The main argument of this work is that wireless technology, even in cases where the public Internet is easily accessible, provides a very interesting alternative, autonomous, option for communication, which 1) ensures that all connected devices are in de facto physical proximity, 2) offers opportunities and novel capabilities for interesting combinations of virtual and physical contact and appropriation of the hybrid space, 3) enables the (truly) serendipitous gathering of diverse people without the need to have any specific application installed or provide any credentials, 4) allows for purely anonymous and privacy-preserving virtual interactions, and 5) can create feelings of ownership and independence of citizens.
However, timidity, security threats, and the potential lack of common interests could limit the desire of people to participate in local interactions mediated through ICT or not.

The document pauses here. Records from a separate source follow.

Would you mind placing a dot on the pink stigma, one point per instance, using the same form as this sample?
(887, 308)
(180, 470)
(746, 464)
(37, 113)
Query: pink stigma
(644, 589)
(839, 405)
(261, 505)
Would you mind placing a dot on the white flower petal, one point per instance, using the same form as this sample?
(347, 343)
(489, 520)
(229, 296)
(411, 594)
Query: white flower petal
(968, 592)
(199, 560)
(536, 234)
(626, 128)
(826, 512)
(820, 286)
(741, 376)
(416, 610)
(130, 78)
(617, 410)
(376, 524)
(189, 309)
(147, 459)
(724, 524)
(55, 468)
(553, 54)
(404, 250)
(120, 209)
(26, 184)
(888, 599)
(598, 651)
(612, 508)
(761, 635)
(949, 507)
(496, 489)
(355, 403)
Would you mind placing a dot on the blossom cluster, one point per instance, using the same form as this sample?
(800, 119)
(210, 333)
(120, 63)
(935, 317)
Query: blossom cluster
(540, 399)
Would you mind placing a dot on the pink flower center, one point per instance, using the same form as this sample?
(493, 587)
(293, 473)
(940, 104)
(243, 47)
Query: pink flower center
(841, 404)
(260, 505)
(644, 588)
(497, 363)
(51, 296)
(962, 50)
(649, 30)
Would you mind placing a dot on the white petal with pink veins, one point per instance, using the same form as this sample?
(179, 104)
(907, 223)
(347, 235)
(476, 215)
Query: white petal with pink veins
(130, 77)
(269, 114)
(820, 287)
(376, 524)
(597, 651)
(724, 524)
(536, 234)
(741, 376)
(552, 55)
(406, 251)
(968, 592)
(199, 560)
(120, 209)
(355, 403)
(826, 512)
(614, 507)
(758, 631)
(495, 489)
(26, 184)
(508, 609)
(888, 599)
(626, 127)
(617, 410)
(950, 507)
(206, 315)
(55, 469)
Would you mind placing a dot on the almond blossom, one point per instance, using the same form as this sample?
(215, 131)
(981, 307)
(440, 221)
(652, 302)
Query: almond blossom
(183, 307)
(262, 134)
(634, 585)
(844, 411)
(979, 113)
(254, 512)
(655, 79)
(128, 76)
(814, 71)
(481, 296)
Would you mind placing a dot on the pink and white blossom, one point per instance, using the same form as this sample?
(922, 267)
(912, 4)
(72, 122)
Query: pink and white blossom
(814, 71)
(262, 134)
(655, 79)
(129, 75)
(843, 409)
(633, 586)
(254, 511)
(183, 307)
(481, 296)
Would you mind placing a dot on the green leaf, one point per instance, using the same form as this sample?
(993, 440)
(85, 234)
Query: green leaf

Such psychological issues and various technical challenges hinder today the creation of plug and play solutions that can compete with the quality of service offered by popular Internet applications. For this, the role of interaction design is critical and part of this talk will be dedicated in bringing inspiration from existing initiatives across the world, and discuss new ideas and important details of hybrid space design that can take advantage of the particularities of wireless technology to encourage and facilitate information between strangers in public spaces and urban neighbourhoods.
P. Antoniadis and I. Apostol. The Neighbourhood Game: from Behavioural Economics to Urban Planning. In 1st International Conference on Internet Science, Brussels, 10-11th April, 2013. Available at:
Panayotis Antoniadis is a senior researcher at ETH Zurich. His main research contributions to date are in the economic modelling and incentive mechanisms for peer-to-peer systems, including file sharing, community wireless networks, and shared virtualized infrastructures. He is currently pursuing an interdisciplinary research agenda, bringing together concepts and ideas from networking, human computer interaction, urban studies, and behavioural economics, on the role of social software and wireless networks for the design of sustainable hybrid neighbourhood communities (project nethood.org).
Panayotis received his Ph.D. degree from the Athens University of Economics and Business in 2006, and until 2012 he was a post-doc researcher at UPMC Sorbonne Universites in Paris.